A vaccine to prevent shingles is available, but there’s still uncertainty about whether it’s safe for people who are already on TNF inhibitor therapy. Vaccination prior to starting biologic therapy may be an option for some patients.
Shingles Vaccine May Be Safe for RA Patients Treated with Biologics
Although the shingles vaccine is still not recommended for people taking certain types of drugs for rheumatoid arthritis (RA), a study suggests that the vaccine does not increase short-term risk of shingles in these patients, and may decrease longer-term risk. These results were published in the Journal of the American Medical Association.
Rheumatoid arthritis affects an estimated 1.3 million adults in theUnited States. The condition causes pain, swelling, and stiffness of joints, and can lead to permanent joint damage.
Treatment of RA often begins with methotrexate or another disease-modifying antirheumatic drug (DMARD). If this initial treatment does not adequately control the RA, patients may move on to treatment with a newer, biologic DMARD such as a TNF inhibitor. Although these drugs provide effective RA treatment for many people, they also suppress parts of the immune system and can increase the risk of infection.
Shingles (also called herpes zoster) results from reactivation of the chickenpox virus. Shingles causes a painful rash that usually develops in a single stripe on one side of the body or face. The condition can affect anyone who’s had chickenpox, but is most common in older people or those with a weakened immune system. People with immune-mediated conditions such as RA are also at increased risk of shingles.
A vaccine is available to reduce the risk of shingles, and is recommended for most people age 60 or older. Because the vaccine contains live, weakened virus, however, it is not recommended for people who are taking biologics for RA or other immune-mediated diseases. The concern is that the vaccine virus could cause infection in these people.
To explore the frequency of shingles after receipt of the shingles vaccine, researchers conducted a study among Medicare enrollees (60 years of age or older) with certain immune-mediated conditions. These conditions included rheumatoid arthritis, psoriasis, psoriatic arthritis, ankylosing spondylitis, and inflammatory bowel disease.
- Among people who were treated with a biologic at the time of shingles vaccination or shortly after shingles vaccination, no cases of shingles or chickenpox occurred during short-term (42-day) follow-up.

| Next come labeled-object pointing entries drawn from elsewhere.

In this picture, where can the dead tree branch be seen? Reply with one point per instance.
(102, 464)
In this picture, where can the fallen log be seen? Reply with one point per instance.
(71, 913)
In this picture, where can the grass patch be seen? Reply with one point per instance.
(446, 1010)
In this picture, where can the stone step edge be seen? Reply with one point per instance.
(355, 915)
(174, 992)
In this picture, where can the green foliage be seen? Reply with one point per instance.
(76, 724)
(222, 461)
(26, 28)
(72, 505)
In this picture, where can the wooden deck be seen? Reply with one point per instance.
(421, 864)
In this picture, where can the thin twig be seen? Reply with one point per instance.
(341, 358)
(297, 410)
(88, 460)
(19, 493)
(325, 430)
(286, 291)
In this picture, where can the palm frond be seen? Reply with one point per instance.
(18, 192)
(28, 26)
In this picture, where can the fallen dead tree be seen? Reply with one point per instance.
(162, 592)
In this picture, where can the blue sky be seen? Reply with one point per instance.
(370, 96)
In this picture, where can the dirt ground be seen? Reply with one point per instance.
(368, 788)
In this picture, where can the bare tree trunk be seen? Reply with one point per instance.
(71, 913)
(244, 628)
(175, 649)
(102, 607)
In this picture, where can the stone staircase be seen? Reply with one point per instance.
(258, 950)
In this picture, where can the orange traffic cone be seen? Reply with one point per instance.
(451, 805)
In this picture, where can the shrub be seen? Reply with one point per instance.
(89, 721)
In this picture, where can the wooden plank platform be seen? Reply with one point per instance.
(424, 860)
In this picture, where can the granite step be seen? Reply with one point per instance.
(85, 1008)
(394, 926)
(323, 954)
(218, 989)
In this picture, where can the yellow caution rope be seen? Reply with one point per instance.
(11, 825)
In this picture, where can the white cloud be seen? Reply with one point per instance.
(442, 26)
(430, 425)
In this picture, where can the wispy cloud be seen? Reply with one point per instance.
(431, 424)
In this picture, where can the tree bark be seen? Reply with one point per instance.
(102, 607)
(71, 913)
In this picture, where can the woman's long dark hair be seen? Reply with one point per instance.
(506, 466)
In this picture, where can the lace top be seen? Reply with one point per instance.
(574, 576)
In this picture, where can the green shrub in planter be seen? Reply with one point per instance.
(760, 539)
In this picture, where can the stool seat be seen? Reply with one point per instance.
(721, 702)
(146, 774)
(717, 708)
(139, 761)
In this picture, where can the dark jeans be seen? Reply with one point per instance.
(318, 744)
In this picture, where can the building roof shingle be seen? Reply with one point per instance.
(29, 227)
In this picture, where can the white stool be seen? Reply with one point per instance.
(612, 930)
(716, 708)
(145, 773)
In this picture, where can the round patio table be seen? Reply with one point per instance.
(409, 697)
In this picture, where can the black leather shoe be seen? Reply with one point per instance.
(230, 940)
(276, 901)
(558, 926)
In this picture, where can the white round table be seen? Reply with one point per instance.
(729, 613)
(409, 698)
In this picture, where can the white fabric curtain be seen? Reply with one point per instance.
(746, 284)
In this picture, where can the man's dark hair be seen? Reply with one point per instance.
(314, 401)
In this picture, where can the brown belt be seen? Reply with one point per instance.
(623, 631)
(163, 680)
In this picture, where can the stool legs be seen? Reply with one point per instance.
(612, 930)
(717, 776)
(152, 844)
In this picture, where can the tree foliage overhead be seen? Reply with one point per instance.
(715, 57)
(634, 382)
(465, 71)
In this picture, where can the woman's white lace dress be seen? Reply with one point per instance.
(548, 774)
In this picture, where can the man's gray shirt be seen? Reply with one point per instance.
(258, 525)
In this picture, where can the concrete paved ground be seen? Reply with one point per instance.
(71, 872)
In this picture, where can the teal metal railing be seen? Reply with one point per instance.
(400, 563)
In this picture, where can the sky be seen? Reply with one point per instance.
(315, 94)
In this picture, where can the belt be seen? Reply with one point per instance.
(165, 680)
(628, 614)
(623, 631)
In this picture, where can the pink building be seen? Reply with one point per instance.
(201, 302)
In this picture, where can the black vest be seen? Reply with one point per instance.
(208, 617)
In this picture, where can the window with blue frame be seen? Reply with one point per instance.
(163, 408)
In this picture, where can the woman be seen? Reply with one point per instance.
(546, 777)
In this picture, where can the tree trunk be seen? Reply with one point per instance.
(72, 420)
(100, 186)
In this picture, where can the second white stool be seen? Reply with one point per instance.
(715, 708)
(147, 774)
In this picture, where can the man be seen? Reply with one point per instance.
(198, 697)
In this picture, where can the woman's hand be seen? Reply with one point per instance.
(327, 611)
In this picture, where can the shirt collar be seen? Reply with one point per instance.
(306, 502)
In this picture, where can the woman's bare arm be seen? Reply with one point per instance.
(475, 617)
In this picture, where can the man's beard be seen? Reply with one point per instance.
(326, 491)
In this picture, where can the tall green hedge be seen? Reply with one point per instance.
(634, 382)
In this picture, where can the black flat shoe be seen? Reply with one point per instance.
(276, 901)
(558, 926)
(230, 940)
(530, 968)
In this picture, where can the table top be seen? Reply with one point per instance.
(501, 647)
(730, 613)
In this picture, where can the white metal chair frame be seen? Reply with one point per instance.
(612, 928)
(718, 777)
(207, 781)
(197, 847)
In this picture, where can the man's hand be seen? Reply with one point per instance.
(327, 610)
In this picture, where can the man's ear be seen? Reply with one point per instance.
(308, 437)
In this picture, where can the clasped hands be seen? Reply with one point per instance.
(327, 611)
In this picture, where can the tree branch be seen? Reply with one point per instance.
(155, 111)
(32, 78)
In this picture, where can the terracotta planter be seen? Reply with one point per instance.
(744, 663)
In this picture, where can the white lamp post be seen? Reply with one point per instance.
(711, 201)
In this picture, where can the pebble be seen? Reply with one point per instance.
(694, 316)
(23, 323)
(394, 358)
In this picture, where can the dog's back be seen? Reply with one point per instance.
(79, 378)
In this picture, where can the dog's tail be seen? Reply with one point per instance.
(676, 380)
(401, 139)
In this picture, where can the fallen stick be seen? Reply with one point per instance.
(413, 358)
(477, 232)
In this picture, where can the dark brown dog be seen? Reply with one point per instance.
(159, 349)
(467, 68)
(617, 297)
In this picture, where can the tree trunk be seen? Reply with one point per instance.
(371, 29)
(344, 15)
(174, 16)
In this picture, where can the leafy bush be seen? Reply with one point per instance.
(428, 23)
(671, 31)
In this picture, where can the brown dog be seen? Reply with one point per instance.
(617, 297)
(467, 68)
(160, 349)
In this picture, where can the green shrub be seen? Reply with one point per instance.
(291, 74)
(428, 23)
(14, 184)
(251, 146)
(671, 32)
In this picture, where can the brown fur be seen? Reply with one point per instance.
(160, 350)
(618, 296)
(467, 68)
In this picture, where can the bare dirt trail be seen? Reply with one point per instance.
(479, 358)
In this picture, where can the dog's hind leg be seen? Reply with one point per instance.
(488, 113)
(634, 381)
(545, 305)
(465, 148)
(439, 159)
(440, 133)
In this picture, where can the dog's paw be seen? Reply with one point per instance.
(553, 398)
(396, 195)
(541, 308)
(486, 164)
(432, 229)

- During longer (two-year) follow-up, people who had received the shingles vaccine were 39% less likely to develop shingles than people who were unvaccinated.
This study suggests that the shingles vaccine may be safe and effective even for people who are being treated with biologics for an immune-mediated condition such as RA. Additional research will be necessary, however, before the vaccine can be recommended for this population.
- Zhang J, Xie F, Delzell E et al. Association between vaccination for herpes zoster and risk of herpes zoster infection among older patients with selected immune-mediated diseases. JAMA. 2012;308:43-29.
- Galloway JB, Mercer LK, Moseley A et al. Risk of skin and soft tissue infections (including shingles in patients exposed to anti-tumour necrosis factor therapy: results from the British Society for Rheumatology Biologics Register. Annals of the Rheumatic Diseases. 2013;72:229-234.Forbes, H. et al. Quantification of risk factors for herpes zoster: population based case-control study. BMJ 2014; DOI: 10.1136/bmj.g2911.